Is this related to the deprecation of the value property in favour of content. I changed the property from value to content and all the records got the property added to the state. In looking at the provider's Go code, if content is present it is used. So it looks like a 2 step upgrade to the state is what actually happens and not a change in the API call.

I think.

This was using v4.44.0. Untested but changelogs related to v4.40.0 do suggest a mixup in how the deprecation was handled.

[rquadling]

Also, the cloudflare_record resource in V4 is, by the looks of it, becoming cloudflare_dns_record in v5.0.0-alpha-1.

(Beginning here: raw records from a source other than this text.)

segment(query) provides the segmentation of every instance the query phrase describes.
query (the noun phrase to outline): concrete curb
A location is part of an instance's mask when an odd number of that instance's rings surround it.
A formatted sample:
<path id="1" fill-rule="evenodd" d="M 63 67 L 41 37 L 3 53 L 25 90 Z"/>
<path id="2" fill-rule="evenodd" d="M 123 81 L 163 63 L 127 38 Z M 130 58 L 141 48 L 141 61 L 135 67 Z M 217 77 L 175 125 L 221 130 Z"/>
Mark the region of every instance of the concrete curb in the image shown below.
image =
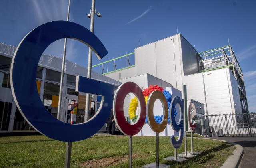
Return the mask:
<path id="1" fill-rule="evenodd" d="M 233 152 L 232 154 L 229 156 L 228 158 L 225 161 L 221 168 L 238 168 L 242 160 L 244 154 L 244 148 L 240 145 L 235 143 L 226 140 L 220 140 L 219 139 L 211 139 L 210 138 L 202 138 L 196 137 L 201 139 L 208 139 L 212 140 L 218 140 L 229 144 L 233 144 L 236 147 L 236 150 Z"/>

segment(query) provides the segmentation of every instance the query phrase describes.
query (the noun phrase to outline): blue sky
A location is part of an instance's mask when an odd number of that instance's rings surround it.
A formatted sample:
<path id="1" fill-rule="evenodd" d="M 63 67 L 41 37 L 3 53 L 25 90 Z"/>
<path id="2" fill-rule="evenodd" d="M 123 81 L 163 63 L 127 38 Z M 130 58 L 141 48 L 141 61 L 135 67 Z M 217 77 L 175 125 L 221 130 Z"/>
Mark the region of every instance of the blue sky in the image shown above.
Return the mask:
<path id="1" fill-rule="evenodd" d="M 86 17 L 91 1 L 71 0 L 70 21 L 90 28 Z M 32 29 L 48 22 L 66 20 L 68 0 L 0 1 L 0 42 L 17 46 Z M 198 52 L 228 45 L 233 47 L 243 71 L 249 111 L 256 111 L 256 6 L 247 0 L 103 0 L 96 9 L 94 33 L 109 54 L 103 61 L 134 51 L 178 32 Z M 46 53 L 62 57 L 63 40 Z M 87 67 L 88 49 L 68 40 L 67 59 Z M 92 64 L 100 62 L 93 57 Z"/>

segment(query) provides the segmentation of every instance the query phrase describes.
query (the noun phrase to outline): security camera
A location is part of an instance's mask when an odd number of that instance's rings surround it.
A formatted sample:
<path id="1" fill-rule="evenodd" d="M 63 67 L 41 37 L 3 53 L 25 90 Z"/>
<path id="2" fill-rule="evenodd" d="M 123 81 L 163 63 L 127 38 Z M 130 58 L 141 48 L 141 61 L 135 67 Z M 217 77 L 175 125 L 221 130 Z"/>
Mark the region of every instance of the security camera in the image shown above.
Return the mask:
<path id="1" fill-rule="evenodd" d="M 98 13 L 98 14 L 97 14 L 97 16 L 99 18 L 101 18 L 101 14 L 100 13 Z"/>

BUT the current v5 still has the value property.

In short, do NOT use v5 for production as there are other things not present and it IS an alpha release. So subject to almost 100% change!

[xs2bharat]

I am having same issue using command terraform plan -generate-config-out="generated.tf"

content being null is causing terraform to apply these changes even though there shouldn't be any delta

[mikealbert]

I'm running into this as well. Pinning to provider version 4.39 allowed for a clean import when value was set. Not sure that's a great solution since value will eventually be replaced by content.

[MiticoBerna]

I'm running into this as well. Pinning to provider version 4.39 allowed for a clean import when value was set. Not sure that's a great solution since value will eventually be replaced by content.

I tried with 4.39 but I have the same problem, I changed content with value but after the import I've:

 ~ resource "cloudflare_record" "dns_records" {
      + allow_overwrite = false
        id              = "4e09b43xxxxxxxx7a290363xxx41"
        name            = "example.com"
        tags            = []
      + value           = "example.com"
        # (10 unchanged attributes hidden)
    }

I would have liked to see a change on value and not the add.

EDIT: I used terragrunt plan -refresh=false to speedup the checks, and I saw the diff, but after retried terragrunt plan the diff has disappeared.

Atm I use content with version 4.4.0 and there is no drift after the import.

[rquadling]

Move to 4.41.0 minimum.

resource/cloudflare_record: handle scenarios where content and value are both being set in state and erroneously always thinking the content field is the source of truth (#3776)

From all the use cases I've seen, this is the minimum version for cloudflare_record.

[mikealbert]

@MiticoBerna I have a large number of records to import so I'm trying to generate clean plans to verify my definitions are correct. It seems like I'll need a 2 step process to import with no diff and avoid drift on subsequent plans?

• Import with pinned provider at 4.39 and record using value
• Bump provider to 4.41 and swap content for value

[MiticoBerna]

Move to 4.41.0 minimum.

resource/cloudflare_record: handle scenarios where content and value are both being set in state and erroneously always thinking the content field is the source of truth (#3776)

From all the use cases I've seen, this is the minimum version for cloudflare_record.

I tried with 4.41.0 but I have the same issue, the plan always tries to add content even if is the same.
Before 1 week ago I had no cloudflare_record inside my state, so I think for me it's safe to use 4.40.0.

@MiticoBerna I have a large number of records to import so I'm trying to generate clean plans to verify my definitions are correct. It seems like I'll need a 2 step process to import with no diff and avoid drift on subsequent plans?

• Import with pinned provider at 4.39 and record using value
• Bump provider to 4.41 and swap content for value

I just set the version to 4.40.0, added my terragrunt configuration, ran the imports and no drifts about cloudflare_record (using directly content).
Like you, I'm importing all my 60+ zones inside the state with all the records.

[xs2bharat]

This has worked for me. Thanks @mikealbert

Import with pinned provider at 4.39 and record using value
Bump provider to 4.41 and swap content for value

[0x0M03II]

We were experiencing the same issue and the solution above worked for us as well.

1. Import records with provider pinned to version 4.39
2. Change provider version to 4.41, and swap content for value.